Wednesday, May 16, 2012

The evening star

05/11/12, 9 pm looking west
Friday, May 11th was a perfect day of cool, clear cerulean sky, gentle breezes and bright sunshine. So, nothing much to paint during the day, right? I waited until evening to catch Venus in the west with the beginnings of an overcast sky. The clouds moved through the sky framing the brilliant planet and reflecting ambient light from the city below.


Early observers thought that Venus was two stars, one that appeared in the morning and one that shown in the evening. Here's a nice summary from a Wikipedia article:


Venus was known to ancient civilizations both as the "morning star" and as the "evening star", names that reflect the early understanding that these were two separate objects.

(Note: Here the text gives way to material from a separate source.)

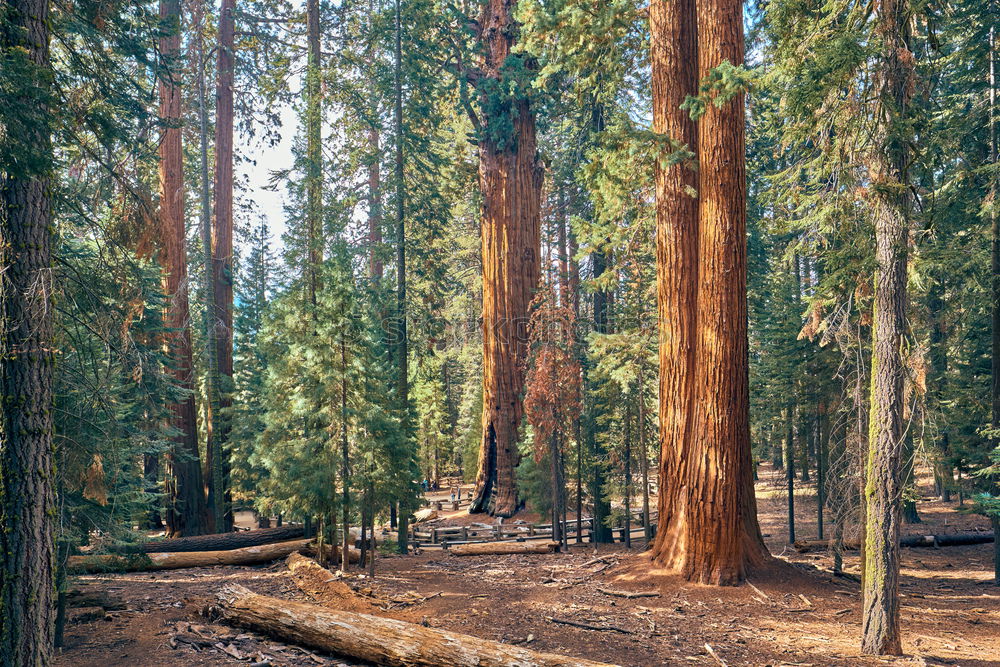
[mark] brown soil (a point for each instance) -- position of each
(797, 613)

The Venus tablet of Ammisaduqa, dated 1581 BC, shows that the Babylonians understood that the two were a single object, referred to in the tablet as the "bright queen of the sky," and could support this view with detailed observations. The Greeks thought of the two as separate stars, Phosphorus and Hesperus, until the time of Pythagoras in the sixth century BC. The Romans designated the morning aspect of Venus as Lucifer, literally "Light-Bringer", and the evening aspect as Vesper.
 I like the name the Babylonians gave the planet--Venus, bright queen of the sky.